HESI LPN
HESI Fundamentals Exam Test Bank
1. The nurse is teaching a client with newly diagnosed type 1 diabetes about insulin administration. Which statement by the client indicates a need for further teaching?
- A. I will rotate my injection sites to avoid lipodystrophy.
- B. I will check my blood sugar before meals and at bedtime.
- C. I will use the same needle for 3 days if I keep it clean.
- D. I will keep my insulin refrigerated until I need it.
Correct answer: C
Rationale: The correct answer is C because insulin needles should be disposed of after a single use to prevent infection. Reusing the same needle for three days can lead to infection and is not a safe practice. Choices A, B, and D demonstrate good understanding of insulin administration and diabetes management, so they do not indicate a need for further teaching.
2. A client with a fractured femur has a BP of 140/94 mmHg and denies any history of HTN. Which of the following actions should the nurse take first?
- A. Request a prescription for an antihypertensive medication.
- B. Ask the client if they are having pain.
- C. Request a prescription for an antianxiety medication.
- D. Return in 30 minutes to recheck the client’s BP.
Correct answer: B
Rationale: The correct action is to ask the client if they are having pain. Pain can lead to temporary increases in blood pressure. Addressing pain as a potential cause is the initial step before considering medication adjustments. Requesting an antihypertensive medication or an antianxiety medication without assessing pain first would not address the immediate concern. Returning to recheck the BP can be done after addressing the potential pain issue.
3. After a client's death in a long-term care facility, identify the correct sequence of steps for the nurse to perform.
- A. 1) Place a name tag on the body 2) Obtain the pronouncement of death from the provider 3) Remove tubes and indwelling lines 4) Wash the client's body 5) Ask the client's family members if they would like to view the body
- B. 2) Obtain the pronouncement of death from the provider 3) Remove tubes and indwelling lines 4) Wash the client's body 5) Ask the client's family members if they would like to view the body 1) Place a name tag on the body
- C.
- D.
Correct answer: B
Rationale: The correct sequence of steps for the nurse in a long-term care facility after a client's death is as follows: First, obtain the pronouncement of death from the provider. Second, remove tubes and indwelling lines before proceeding to wash the client's body. Third, ask the client's family members if they would like to view the body. Finally, place a name tag on the body. This order ensures that the necessary procedures are followed with respect and consideration for the deceased client and their family. Choice B is correct. Choices A, C, and D are incorrect as they do not follow the appropriate sequence of actions required in this situation.

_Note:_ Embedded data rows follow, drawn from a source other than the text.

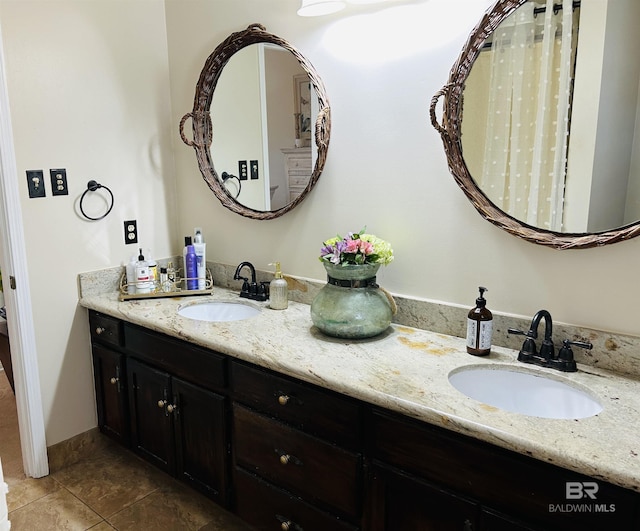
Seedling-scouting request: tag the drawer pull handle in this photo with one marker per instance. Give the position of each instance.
(287, 525)
(283, 400)
(288, 459)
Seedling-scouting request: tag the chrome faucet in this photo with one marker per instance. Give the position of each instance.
(251, 290)
(547, 357)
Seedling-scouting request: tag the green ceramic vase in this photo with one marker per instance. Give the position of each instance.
(351, 305)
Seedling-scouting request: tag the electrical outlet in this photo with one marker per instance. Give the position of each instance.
(35, 182)
(253, 165)
(242, 170)
(59, 182)
(130, 232)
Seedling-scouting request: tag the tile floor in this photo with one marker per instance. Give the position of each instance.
(112, 489)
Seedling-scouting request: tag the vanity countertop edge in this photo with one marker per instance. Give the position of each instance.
(406, 370)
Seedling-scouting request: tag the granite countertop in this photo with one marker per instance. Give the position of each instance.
(406, 370)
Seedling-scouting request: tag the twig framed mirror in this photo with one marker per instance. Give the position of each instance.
(520, 150)
(247, 109)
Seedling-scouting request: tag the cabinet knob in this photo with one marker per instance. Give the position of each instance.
(283, 400)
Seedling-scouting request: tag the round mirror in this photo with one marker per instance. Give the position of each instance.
(261, 124)
(534, 149)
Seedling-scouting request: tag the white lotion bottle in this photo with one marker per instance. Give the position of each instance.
(131, 274)
(188, 240)
(143, 275)
(200, 248)
(278, 290)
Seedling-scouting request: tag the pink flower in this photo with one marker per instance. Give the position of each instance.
(352, 246)
(365, 247)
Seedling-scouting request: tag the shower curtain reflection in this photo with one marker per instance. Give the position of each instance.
(530, 66)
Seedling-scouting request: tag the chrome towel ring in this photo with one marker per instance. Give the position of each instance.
(92, 186)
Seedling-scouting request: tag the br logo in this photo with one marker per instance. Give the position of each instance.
(577, 490)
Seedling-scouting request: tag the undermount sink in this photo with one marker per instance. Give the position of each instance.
(524, 392)
(218, 311)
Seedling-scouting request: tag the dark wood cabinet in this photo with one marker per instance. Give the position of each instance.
(401, 501)
(110, 383)
(295, 441)
(164, 398)
(179, 427)
(151, 423)
(508, 490)
(110, 376)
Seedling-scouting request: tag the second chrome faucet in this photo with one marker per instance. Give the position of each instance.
(251, 290)
(547, 357)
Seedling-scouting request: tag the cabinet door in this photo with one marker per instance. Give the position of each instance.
(151, 423)
(110, 383)
(201, 438)
(397, 501)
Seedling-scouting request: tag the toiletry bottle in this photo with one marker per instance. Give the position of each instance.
(143, 276)
(153, 272)
(187, 241)
(278, 290)
(191, 268)
(201, 254)
(479, 327)
(165, 285)
(171, 276)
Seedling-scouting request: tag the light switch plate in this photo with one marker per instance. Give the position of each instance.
(35, 182)
(59, 182)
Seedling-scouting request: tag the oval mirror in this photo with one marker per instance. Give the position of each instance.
(261, 107)
(545, 147)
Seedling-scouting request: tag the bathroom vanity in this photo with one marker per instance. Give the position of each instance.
(294, 430)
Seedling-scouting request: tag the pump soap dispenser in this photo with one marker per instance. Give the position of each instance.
(479, 327)
(278, 290)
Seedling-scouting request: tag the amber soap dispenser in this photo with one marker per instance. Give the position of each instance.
(479, 327)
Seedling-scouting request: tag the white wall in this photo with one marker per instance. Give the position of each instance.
(89, 92)
(89, 85)
(386, 167)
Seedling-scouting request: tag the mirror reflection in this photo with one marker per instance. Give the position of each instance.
(261, 124)
(262, 109)
(550, 112)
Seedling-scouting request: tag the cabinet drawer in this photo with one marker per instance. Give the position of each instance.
(268, 508)
(193, 364)
(105, 329)
(498, 478)
(313, 410)
(318, 471)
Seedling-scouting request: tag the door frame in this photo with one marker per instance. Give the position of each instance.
(14, 264)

4. The healthcare provider is monitoring a client in active labor. Which pattern on the fetal heart monitor requires immediate intervention?
- A. Early decelerations
- B. Late decelerations
- C. Accelerations
- D. Moderate variability
Correct answer: B
Rationale: Late decelerations are concerning as they indicate uteroplacental insufficiency, potentially resulting in fetal hypoxia. Immediate intervention is necessary to address the underlying cause and ensure fetal well-being. Early decelerations are typically benign and associated with head compression during contractions. Accelerations are reassuring and indicate fetal well-being. Moderate variability is a normal finding and indicates a healthy autonomic nervous system response. Therefore, late decelerations (Choice B) require immediate attention, while the other patterns are generally considered normal or benign during labor.
5. A nurse on a medical-surgical unit is receiving a change-of-shift report for four clients. Which of the following clients should the nurse see first?
- A. A client who has new onset of dyspnea 24 hours after a total hip arthroplasty
- B. A client who has acute abdominal pain rated 4 on a scale from 0 to 10
- C. A client who has a UTI and low-grade fever
- D. A client who has pneumonia and an oxygen saturation of 96%
Correct answer: A
Rationale: The nurse should prioritize seeing the client who has new onset dyspnea 24 hours after a total hip arthroplasty first. This sudden dyspnea could indicate a serious complication like a pulmonary embolism, which requires immediate assessment and intervention. Acute abdominal pain, a UTI with a low-grade fever, and pneumonia with an oxygen saturation of 96% are important concerns but are not as immediately life-threatening as potential pulmonary embolism indicated by sudden dyspnea postoperatively.